In een uitspraak op 9 juli 2009 werd door de RSJ geoordeeld dat de lange duur van de maatregel niet onredelijk lang was, omdat er dagelijks werd gekeken of het nog verantwoord was de verpleegde meerdere malen uit te sluiten en of de maatregel eventueel beëindigd moest worden. In een recentere beslissing oordeelde de RSJ dat uit artikel 34 Bvt, noch uit artikel 34a Bvt volgt dat de voortduring van de maatregelen dagelijks door een psychiater moet worden getoetst. De Bvt vereist enkel dat voordat wordt beslist tot toepassing van separatie en cameratoezicht, een advies van een psychiater moet worden ingewonnen.[11]


Beklag en schorsing
Op grond van artikel 57 lid 6 Bvt staat tegen de beslissing tot het toepassen van cameraobservatie op grond van artikel 34a lid 1 beklag open. Artikel 64 Bvt schept de mogelijkheid voor een klager om, hangende de uitspraak op het klaagschrift, schorsing te verzoeken van het cameratoezicht.

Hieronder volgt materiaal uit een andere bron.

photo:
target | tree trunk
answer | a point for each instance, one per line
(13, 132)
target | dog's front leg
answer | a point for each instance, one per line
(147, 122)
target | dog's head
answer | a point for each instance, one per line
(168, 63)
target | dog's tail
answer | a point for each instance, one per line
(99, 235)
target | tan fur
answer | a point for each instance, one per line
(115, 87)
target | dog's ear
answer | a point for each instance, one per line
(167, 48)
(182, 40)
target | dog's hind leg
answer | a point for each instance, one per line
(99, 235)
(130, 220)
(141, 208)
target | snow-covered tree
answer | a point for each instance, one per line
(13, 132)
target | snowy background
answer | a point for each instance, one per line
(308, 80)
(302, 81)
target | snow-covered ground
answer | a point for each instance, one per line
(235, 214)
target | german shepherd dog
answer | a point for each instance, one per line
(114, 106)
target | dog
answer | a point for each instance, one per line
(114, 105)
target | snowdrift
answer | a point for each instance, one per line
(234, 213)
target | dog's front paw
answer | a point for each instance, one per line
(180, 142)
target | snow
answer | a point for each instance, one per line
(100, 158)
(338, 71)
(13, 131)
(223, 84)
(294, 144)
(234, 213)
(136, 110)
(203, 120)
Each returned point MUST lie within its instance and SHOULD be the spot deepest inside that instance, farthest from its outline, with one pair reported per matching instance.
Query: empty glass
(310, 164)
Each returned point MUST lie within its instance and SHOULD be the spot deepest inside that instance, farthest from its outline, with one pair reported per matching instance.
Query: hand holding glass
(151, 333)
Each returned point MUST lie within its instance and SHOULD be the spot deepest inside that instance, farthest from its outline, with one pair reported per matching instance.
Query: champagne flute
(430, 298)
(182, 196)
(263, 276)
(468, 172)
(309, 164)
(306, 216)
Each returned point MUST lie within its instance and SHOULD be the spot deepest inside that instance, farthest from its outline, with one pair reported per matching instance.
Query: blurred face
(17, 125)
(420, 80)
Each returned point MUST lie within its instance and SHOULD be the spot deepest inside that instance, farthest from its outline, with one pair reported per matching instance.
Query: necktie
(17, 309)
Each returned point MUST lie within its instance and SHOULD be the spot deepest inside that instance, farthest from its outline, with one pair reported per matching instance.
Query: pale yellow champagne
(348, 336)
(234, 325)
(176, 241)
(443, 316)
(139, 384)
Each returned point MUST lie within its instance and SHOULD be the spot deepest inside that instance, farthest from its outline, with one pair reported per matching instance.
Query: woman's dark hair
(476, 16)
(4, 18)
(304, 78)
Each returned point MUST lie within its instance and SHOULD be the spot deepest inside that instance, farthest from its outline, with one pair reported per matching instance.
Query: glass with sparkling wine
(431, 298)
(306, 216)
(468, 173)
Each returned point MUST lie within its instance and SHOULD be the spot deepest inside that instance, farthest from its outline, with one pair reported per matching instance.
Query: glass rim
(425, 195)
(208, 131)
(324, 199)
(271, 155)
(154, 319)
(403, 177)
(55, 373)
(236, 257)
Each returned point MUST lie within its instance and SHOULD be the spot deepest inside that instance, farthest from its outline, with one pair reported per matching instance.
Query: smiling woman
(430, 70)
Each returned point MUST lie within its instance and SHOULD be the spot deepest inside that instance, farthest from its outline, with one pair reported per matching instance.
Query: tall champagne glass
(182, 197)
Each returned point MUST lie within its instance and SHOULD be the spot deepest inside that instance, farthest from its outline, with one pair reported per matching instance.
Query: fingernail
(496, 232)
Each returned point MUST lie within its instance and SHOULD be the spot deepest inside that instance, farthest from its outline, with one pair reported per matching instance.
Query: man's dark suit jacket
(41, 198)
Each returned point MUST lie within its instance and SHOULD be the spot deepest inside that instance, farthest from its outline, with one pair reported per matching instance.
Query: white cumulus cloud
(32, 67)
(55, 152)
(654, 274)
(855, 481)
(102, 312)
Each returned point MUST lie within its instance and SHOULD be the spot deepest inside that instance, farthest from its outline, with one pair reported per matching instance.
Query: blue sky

__________________________________________________________________________________________

[1] RSJ 7 maart 2016, 15/4286/TA. Zie ook RSJ 22 juli 2021, 21/20021/TA.

[2] RSJ 21 januari 2019, 18/596/TA.

[3] RSJ 15 november 2016, 16/2475/TA.

[4] Memorie van toelichting 2003-2004, 29 413 nr. 3 p. 2.

[5] RSJ 20 mei 2022, 21/24515/TA.

[6] C. Cleiren en M. Verpalen, Tekst en commentaar 2014, p. 2338 (art. 34a Bvt).

[7] RSJ 19 juli 2010, 10/0612/TA.

[8] RSJ 8 juli 2009, 09/0716/TA.

[9] RSJ 8 juli 2022, 21/20132/GA en 21/20133/GA.

[10] RSJ 5 juli 2021, R-20/8436/TA.

[11] RSJ 12 september 2016, 16/2157/TA.